En las alturas (comienzo)

Cuánto añoraba los bosques de Rusia, y cuanto añoraba perderse por entre los árboles y correr jugando para que su madre no la pillara. Era de los pocos recuerdos que pudo conservar, a sabiendas de que su madre no miraba por ella precisamente, sino por los intereses de la familia y, en especial, de los suyos propios. Pero qué podía saber una niña pequeña cuya inocencia llegaba hasta límites insospechados. Ella sólo recordaba que reía y reía, y que se divertía dejando sus huellas en le nieve de invierno o bien pisando las hojas secas del otoño.

El bosque sin hojas le gustaba, pero no demasiado. A ella le gustaban los árboles pomposos, aquéllos en los que podía imaginarse saltando en la copa y viendo cómo las hojas se mecían al viento. Siempre fue una niña muy creativa, e imaginativa, además. Parece lo mismo, pero no lo es.
Al bosque acudía cuando quería evadirse, cuando necesitaba estar sola y pensar, cuando el dolor en sus mejillas y en su cuerpo ya no aguantaba más quedarse callado sin manifestarse. Aquél era su santuario, por así decirlo. Incluso, había llegado a sentarse frente a algún riachuelo y hacerse preguntas a sí misma mientras admiraba su reflejo. Todo ello plenamente consciente de que si cierto engendro que tenía por marido la descubría, aquella podía ser la última vez que pisaba el bosque. Pero por suerte nunca la descubrió. Al menos eso creía.
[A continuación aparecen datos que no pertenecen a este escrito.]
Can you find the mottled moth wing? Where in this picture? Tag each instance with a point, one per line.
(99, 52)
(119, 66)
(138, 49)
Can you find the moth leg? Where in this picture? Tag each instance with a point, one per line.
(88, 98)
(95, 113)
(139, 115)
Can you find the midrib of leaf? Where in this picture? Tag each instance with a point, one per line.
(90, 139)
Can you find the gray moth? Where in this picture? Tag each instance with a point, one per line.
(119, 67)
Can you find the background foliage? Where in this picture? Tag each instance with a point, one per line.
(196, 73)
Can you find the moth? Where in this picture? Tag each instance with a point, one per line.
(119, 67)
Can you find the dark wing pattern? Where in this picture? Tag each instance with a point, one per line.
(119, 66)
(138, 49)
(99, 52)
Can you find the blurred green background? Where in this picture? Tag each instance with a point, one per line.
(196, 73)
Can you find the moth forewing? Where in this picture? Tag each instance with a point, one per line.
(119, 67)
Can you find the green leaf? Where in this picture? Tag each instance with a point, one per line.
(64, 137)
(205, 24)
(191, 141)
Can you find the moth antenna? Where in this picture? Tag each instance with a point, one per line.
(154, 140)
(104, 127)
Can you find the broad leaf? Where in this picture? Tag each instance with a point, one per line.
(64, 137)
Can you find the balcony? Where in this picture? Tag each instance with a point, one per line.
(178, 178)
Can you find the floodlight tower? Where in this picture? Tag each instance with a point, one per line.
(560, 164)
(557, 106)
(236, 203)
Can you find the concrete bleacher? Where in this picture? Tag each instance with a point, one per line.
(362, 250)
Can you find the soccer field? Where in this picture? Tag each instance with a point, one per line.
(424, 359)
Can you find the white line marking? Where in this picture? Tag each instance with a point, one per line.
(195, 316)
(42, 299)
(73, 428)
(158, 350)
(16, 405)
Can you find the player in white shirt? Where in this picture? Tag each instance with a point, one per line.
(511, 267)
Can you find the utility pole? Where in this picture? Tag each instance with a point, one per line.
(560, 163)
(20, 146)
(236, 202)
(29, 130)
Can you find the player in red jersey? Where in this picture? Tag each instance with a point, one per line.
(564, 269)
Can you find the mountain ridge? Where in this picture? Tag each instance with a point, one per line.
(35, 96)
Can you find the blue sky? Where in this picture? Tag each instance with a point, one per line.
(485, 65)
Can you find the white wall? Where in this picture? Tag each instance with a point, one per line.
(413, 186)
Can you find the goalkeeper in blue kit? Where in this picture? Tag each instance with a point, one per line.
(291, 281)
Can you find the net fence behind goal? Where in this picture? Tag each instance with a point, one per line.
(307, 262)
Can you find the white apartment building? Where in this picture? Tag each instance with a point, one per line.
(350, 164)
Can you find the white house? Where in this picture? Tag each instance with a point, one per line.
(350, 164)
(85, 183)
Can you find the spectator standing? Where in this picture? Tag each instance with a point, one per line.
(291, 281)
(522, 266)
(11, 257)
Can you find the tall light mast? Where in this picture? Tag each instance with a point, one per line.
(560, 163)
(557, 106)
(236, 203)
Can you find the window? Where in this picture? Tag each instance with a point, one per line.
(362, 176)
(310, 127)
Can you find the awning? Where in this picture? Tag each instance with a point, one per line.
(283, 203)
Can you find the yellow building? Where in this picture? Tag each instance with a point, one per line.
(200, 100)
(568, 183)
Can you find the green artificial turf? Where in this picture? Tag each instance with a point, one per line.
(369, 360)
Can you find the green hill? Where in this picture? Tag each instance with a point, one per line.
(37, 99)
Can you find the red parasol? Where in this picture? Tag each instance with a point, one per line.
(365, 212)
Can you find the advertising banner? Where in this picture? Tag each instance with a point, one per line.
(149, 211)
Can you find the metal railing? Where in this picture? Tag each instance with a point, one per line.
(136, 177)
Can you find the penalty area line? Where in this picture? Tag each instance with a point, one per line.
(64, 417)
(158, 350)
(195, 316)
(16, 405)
Pero, como ya se ha dicho, aunque no demasiado también le gustaban los árboles sin hojas. Y ahora que era un mero espectro atrapado en el tiempo, más aún, porque podía ascender hasta las ramas y sentarse en ellas, admirando todo cuanto su vista podía alcanzar. Justo como hizo en ese momento. Paradójicamente a su condición, en momentos como aquellos se sentía completamente libre, sin ataduras de ningún tipo. Podía respirar aunque no le hiciese falta, sólo por el placer de hacerlo. Sin embargo, después de que los nocivos momentos de libertad inundaran su desfallecido pecho, la tristeza volvía a adueñarse de ella. Una y otra vez. Todos los días. Y siempre, después de sufrir ese cambio, lloraba. Tal vez fuese una manera inconsciente de deshacerse de esas lágrimas que habitaban en sus ojos desde su muerte, pero siempre lloraba. El bosque parecía tranquilo y deshabitado aquella cerrada tarde. Incorpórea, cerró los ojos y dejó que sus guerreras marinas desfilaran hacia el campo de batalla. Lo recorrieron, atravesando sus mejillas y su mandíbula, y por fin se lanzaron contra el vacío volando a la par que caían, llevándose consigo un pedacito de Énina.